Walshe won’t exactly be twiddling his thumbs however while he ‘waits’, as there are other areas of the world to attend to. Like South America, where he says there is huge potential.
“With all my travelling and with the big focus on the region, you could say I’ve stopped reading my James Patterson novels on the go and switched to Rosetta Stone to learn Spanish!” he says.
“We chased a project in Nicaragua but didn't get it, but that’s somewhere we definitely want to be,” he sighs. “There is a hotel coming up in Buenos Aires and the whole vibe and confidence in Colombia is brilliant to experience after their years of trauma – the hotel we have there will be the best in the country. But there is the small matter of first having to remove the remains of two saints that are within the building.”

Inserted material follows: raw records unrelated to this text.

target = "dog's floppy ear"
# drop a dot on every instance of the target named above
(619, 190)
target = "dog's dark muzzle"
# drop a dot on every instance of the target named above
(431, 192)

The building he refers to is the Viceroy Convento Obra Pia in Cartagena, which is a restoration of a convent in the upcoming – and Unesco-protected – Getsemani neighbourhood; the hotel will be home to 102 suites when it opens in 2019.
A project Walshe seems equally excited about is Viceroy Bocas del Toro in Panama, an idyllic beach resort on the Caribbean Sea that by 2020, will have introduced the region to its first-ever Maldives-style over-water villas.
“I think for fear of hurricanes, no-one’s ever done over-water villas before in the region,” he says. “But we plotted hurricane history since 1851 and discovered that nothing has ever come within 200 miles of where the resort will be.”
Closer to home for the UK market will be the Ombria Resort on the Algarve, with 76 guestrooms and seven restaurants and bars; and being as though he is in London – the obvious question is why Viceroy doesn’t have a hotel here yet.
“You’re looking at £2 million per key in terms of development, so it’s tough for us to bring that level of finance to the table, although we do have two deals in play at the moment,” he hints. “London is the number one market for the brand, in terms of where we want to be, and the UK outbound travelling to our portfolio is very meaningful.”
So, with 14 hotels now in operation and eight ongoing projects, the group count is into its twenties and there could also be “two more to come” this year; “we will likely take over a US and Latin American property this year”, alludes Walshe.
And within five years there could be another 10 on the drawing board, but Walshe says it’s not a numbers game, rather doing the job well and constantly evolving. And of course, being proud of what you do.